1
ALBARAKA TÜRK’TEN DAR GELİRLİ MİKROGİRİŞİMCİ KADINLARA CAN SUYU
Albaraka Türk Katılım Bankasının 2022 yılından itibaren dar gelirli mikrogirişimcilere
sağlamış olduğu 3.5 milyon liralık mikrokredi desteği, tahsil edilen mikrokredilerin tekrar
dağıtılmasıyla birlikte 521 mikrogirişimci kadına 4.136.000 TL’ye ulaştı.
Türkiye’de mikrokredi uygulaması; ilk defa Diyarbakır’da 18 Temmuz 2003 tarihinde, her biri
500 lira olan çeklerle, 6 yoksul kadına toplam 3.000 lira mikrokredi verilerek başlatılmıştır.
Türkiye’de hiç kimse ilk sermaye olarak dağıtılan 500 lira ile gelir getirici bir iş yapılabileceğine
inanmamıştı. Ancak, 2003 yılından beri, Türkiye İsrafı Önleme Vakfı (TİSVA) bünyesinde
mikrokredi faaliyetlerini sürdüren Türkiye Grameen Mikrofinans Programı (TGMP), 1 milyar
690 milyon lirayı aşan mikrokredi desteğiyle, 220 bin dar gelirli kadını ekonomik hayata
dâhil etmiştir.
TGMP; 20 yılı aşkın süredir “Yoksulluğun Olmadığı Hepitalist bir Türkiye” amacıyla, dar
gelirli kadınlara yönelik küçük bir sermaye olan mikrokredi faaliyetini 68 ilde 95 şubede
sürdürmektedir.
TİSVA Kurucusu Prof. Dr. Aziz Akgül; ““Türkiye’de finansal zorluk içinde olanların oranı
nüfusun yaklaşık %27’si kadardır. İnsan mutluluğunu esas alacak şekilde, dar gelirli kadınların
kendi kendilerine gelir getirici faaliyetlerde bulunmaları ve ihtiyaç duydukları finansal
kaynaklara erişimi kolaylaştırmak için büyük gayret göstermekteyiz. Bu nedenle Albaraka
Türk’ün mikrogirişimci kadınlara sağlamış olduğu desteklerden dolayı şükranlarımı
sunuyorum.”
TGMP, Birleşmiş Milletler 17 Sürdürülebilir Kalkınma Hedefi’nin (SKH) bir numaralı hedefi
olan, 2030 yılına kadar yoksulluğu ortadan kaldırmak amacıyla hareket ederek insanlığa
hizmet vermeyi sürdürmektedir.

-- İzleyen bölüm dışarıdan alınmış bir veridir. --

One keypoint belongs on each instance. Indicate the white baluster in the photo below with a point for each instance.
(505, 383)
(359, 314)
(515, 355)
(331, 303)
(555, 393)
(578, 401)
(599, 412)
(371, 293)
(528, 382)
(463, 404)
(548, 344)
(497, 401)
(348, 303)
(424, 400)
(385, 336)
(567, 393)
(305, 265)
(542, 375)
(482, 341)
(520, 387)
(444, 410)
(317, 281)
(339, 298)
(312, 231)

Türkiye genelinde yaklaşık 7 milyon kadının, yoksulluk
sınırının üzerine çıkarılmasına yönelik mikrokredi faaliyetlerinin sürdürülebilmesi için daha
fazla finansman kaynağına ihtiyaç vardır.
Akgül: “Mikrogirişimcilerin kendi kendilerine gelir getirici faaliyetlerde bulunmasına imkân
sağlayarak “Yoksulluğun Olmadığı Hepitalist Türkiye” hedefine ulaşabiliriz.
2
Ülkemizde yoksulluğun azaltılmasında uygulanan ana strateji hibe şeklindeki yardımlardır.
Hibe şeklindeki yardımlar; çalışamayacak durumda bulunan yaşlı, engelli ve hastalara evlerine
kadar gidilerek ihtiyaç duydukları nakdi ve ayni şekilde yapılmalıdır. Ancak, çalışabilecek
durumda olan yoksullara hibe yardımları yerine, onların yoksulluk sınırının üzerine
çıkarılmasına katkıda bulunacak şekilde, küçük birer sermaye olan mikrokredi verilerek, kendi
kendilerine gelir getirici faaliyetlerde bulunmaları sağlanmalıdır.
Akgül: “Hibe yardımlarla asla yoksulluk önlenemez. Her yoksula hibe yardımı yapılması da
ayrıca çok ciddi bir kaynak israfıdır. Albaraka Türk’ün sağlamış olduğu 3.5 milyon lira
mikrokredi desteği, taksitlerini ödeyen mikrogirişimci kadınlardan elde edilen tutarlar
finansman ihtiyacı olan diğer mikrogirişimcilere dağıtılmaya devam edecektir.”